Advocating a Componential Appraisal Model to Guide Emotion Recognition

Marcello Mortillaro (University of Geneva, Switzerland), Ben Meuleman (Swiss Center for Affective Sciences - University of Geneva, Switzerland) and Klaus R. Scherer (Swiss Center for Affective Sciences–University of Geneva, Switzerland)
Copyright: © 2012 |Pages: 15
DOI: 10.4018/jse.2012010102
Most models of automatic emotion recognition use a discrete perspective and a black-box approach, i.e., they output an emotion label chosen from a limited pool of candidate terms, on the basis of purely statistical methods. Although these models are successful in emotion classification, a number of practical and theoretical drawbacks limit the range of possible applications. In this paper, the authors suggest the adoption of an appraisal perspective in modeling emotion recognition. The authors propose to use appraisals as an intermediate layer between expressive features (input) and emotion labeling (output). The model would then be made of two parts: first, expressive features would be used to estimate appraisals; second, resulting appraisals would be used to predict an emotion label. While the second part of the model has already been the object of several studies, the first is unexplored. The authors argue that this model should be built on the basis of both theoretical predictions and empirical results about the link between specific appraisals and expressive features. For this purpose, the authors suggest to use the component process model of emotion, which includes detailed predictions of efferent effects of appraisals on facial expression, voice, and body movements.
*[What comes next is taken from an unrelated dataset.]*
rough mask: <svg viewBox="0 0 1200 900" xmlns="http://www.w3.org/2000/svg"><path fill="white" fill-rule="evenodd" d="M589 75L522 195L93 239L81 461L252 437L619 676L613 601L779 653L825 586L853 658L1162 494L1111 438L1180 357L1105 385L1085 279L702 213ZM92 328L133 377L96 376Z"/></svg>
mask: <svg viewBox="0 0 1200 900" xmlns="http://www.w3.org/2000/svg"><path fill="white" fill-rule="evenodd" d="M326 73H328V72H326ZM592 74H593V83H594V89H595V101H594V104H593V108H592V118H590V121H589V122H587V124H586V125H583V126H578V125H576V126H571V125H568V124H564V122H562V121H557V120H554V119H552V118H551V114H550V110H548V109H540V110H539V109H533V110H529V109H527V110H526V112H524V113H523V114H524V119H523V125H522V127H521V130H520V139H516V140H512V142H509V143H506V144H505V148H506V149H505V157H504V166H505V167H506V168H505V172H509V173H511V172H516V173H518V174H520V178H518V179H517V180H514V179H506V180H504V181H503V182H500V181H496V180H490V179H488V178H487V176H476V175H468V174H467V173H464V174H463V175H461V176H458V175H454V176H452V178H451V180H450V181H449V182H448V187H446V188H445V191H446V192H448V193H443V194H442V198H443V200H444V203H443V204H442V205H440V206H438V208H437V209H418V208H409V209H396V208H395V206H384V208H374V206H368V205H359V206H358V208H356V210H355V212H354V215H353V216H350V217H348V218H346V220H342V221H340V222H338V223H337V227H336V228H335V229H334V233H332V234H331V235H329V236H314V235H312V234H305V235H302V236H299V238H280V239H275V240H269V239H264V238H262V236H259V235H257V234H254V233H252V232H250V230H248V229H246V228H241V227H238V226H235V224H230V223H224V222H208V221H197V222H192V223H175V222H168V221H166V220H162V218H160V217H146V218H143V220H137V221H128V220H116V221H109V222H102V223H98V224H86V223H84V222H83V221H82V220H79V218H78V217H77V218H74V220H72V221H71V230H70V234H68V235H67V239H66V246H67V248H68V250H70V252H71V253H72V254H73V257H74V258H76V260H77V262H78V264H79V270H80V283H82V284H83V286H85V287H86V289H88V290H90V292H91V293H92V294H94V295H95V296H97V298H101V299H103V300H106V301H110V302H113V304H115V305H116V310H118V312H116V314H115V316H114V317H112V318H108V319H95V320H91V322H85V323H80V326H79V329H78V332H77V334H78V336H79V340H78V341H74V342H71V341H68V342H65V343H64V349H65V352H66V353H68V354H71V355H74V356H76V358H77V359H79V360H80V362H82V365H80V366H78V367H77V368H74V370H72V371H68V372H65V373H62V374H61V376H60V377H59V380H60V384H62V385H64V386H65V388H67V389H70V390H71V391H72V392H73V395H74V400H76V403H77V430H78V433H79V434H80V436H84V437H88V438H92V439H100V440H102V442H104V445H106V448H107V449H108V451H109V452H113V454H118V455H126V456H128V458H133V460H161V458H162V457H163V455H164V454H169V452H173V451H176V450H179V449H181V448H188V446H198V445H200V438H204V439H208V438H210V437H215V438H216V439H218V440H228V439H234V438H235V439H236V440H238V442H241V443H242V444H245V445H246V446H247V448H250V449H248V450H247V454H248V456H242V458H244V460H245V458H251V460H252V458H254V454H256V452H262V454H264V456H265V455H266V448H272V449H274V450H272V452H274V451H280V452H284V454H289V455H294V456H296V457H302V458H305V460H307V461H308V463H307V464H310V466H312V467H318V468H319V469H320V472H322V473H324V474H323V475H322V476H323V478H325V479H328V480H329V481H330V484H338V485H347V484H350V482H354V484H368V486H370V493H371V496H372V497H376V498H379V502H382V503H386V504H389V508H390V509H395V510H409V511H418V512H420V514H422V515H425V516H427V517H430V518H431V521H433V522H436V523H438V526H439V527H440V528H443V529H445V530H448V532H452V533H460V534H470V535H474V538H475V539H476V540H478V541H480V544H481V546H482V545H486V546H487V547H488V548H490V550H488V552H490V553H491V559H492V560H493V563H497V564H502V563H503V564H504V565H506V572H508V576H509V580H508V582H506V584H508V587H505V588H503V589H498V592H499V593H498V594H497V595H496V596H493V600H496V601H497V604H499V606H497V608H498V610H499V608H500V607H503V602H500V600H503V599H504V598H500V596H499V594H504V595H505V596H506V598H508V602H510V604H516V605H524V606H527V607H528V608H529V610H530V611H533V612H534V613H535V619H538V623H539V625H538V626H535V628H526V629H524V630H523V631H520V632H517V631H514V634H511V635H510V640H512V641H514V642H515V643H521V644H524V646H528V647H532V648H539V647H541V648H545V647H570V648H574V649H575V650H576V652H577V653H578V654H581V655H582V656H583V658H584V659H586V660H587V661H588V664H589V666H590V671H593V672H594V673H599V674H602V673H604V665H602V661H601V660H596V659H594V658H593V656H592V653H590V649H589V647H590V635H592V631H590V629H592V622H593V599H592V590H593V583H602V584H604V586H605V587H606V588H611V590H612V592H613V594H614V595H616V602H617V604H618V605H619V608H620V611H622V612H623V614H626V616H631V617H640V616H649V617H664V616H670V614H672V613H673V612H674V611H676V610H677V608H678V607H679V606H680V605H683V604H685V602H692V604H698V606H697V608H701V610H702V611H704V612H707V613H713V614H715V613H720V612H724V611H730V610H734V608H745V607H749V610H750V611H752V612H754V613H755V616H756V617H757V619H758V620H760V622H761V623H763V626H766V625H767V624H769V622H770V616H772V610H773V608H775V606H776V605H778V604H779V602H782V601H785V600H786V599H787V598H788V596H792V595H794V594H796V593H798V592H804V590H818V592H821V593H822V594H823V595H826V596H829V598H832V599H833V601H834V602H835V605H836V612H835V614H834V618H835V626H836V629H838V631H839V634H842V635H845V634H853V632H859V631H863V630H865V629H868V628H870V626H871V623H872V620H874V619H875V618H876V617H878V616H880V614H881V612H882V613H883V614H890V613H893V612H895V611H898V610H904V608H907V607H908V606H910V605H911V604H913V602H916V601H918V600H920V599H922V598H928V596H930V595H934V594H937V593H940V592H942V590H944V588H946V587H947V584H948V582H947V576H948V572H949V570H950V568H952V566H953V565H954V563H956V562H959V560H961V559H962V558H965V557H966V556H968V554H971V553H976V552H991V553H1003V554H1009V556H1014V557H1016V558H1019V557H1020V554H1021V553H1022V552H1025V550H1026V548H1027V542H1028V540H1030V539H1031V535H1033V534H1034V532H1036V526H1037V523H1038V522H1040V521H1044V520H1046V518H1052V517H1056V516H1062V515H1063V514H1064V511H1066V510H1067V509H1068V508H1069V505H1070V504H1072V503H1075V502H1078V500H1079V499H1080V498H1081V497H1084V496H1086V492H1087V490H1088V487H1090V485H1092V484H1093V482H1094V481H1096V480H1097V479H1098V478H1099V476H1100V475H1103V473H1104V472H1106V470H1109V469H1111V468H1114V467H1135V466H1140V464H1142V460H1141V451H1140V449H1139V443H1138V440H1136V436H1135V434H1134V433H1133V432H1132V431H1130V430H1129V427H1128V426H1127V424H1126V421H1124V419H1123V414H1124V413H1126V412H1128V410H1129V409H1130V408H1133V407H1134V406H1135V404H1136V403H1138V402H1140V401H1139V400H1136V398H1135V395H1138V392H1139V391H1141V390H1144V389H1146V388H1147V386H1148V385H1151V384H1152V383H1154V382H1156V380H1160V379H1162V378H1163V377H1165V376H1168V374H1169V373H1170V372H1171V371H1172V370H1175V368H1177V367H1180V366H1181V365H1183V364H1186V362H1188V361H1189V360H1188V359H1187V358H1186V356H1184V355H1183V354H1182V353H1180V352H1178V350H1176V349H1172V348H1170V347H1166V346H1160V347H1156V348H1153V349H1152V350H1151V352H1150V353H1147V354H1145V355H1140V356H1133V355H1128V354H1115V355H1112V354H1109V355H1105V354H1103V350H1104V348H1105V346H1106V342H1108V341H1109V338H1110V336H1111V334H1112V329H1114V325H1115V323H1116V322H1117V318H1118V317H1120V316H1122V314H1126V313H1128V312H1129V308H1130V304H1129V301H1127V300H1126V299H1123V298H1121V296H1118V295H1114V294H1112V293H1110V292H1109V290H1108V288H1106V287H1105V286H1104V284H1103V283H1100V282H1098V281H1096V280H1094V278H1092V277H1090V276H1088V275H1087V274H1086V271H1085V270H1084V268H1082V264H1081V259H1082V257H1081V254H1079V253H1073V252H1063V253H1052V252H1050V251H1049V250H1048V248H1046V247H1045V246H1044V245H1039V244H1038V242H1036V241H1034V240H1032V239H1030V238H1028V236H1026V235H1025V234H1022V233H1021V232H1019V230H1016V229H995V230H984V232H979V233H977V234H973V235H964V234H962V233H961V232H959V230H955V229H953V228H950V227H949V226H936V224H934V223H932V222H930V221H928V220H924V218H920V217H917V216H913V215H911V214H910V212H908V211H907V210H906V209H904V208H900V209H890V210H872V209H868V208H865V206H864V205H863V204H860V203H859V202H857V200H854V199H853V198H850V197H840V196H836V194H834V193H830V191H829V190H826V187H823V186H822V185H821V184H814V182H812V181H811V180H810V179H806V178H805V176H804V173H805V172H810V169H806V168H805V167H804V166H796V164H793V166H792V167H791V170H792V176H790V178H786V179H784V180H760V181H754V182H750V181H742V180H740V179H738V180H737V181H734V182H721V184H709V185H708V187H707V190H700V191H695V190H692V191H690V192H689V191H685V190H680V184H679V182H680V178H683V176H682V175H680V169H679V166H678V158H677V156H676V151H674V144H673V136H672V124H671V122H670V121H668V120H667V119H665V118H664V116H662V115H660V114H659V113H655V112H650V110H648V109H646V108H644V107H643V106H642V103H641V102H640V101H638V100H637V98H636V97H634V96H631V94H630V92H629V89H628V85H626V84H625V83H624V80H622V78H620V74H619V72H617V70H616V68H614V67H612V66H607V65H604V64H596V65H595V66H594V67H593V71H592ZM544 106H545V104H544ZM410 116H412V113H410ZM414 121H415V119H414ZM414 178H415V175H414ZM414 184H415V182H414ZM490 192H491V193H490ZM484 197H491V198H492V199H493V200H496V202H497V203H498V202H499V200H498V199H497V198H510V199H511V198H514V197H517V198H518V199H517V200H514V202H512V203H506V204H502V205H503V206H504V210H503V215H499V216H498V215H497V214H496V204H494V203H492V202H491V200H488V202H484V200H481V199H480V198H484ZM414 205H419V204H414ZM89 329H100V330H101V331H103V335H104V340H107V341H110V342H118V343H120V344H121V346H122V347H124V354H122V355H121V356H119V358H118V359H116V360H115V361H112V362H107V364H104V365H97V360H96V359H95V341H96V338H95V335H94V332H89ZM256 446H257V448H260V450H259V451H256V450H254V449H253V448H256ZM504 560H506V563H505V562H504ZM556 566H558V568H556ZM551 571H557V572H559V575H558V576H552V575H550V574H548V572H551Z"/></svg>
Three Theoretical Perspectives On Emotion

Most research on emotion expression implicitly or explicitly used a discrete emotion perspective (Scherer, Clark-Polner, & Mortillaro, 2011) and the same is true for automatic emotion recognition systems. Discrete emotion theory has been formulated on the basis of findings concerning few intense emotions –called basic emotions – that are expected to have prototypical facial expressions and emotion-specific physiological signatures (Ekman, 1992, 1999; Ekman, Levenson, & Friesen, 1983; Ekman, Sorenson, & Friesen, 1969). This theory dominated the field for decades and it is still the most widely used. There is robust evidence about the existence of some facial configurations that are cross-culturally labeled with the same emotion terms. However, several studies show that people frequently report the experience of emotional states that are not part of this set of basic emotions (Scherer & Ceschi, 2000; Scherer, Wranik, Sangsue, Tran, & Scherer, 2004), and, more importantly, that for spontaneous and enacted emotional expression, these complete prototypical expressions rarely occur (Naab & Russell, 2007; Russell & Fernandez-Dols, 1997; Scherer & Ellgring, 2007a). Discrete emotion theorists tried to solve these problems by suggesting the concept of emotion families (Ekman, 1992). An emotion family includes several lexically marked variations of basic emotions labels; all terms within a family share a common theme (characteristics unique to the family) and variations due to individual, cultural, and contextual factors. Nevertheless, it is not clear how these variations should be modeled and whether they can be identified from vocal or facial expressions.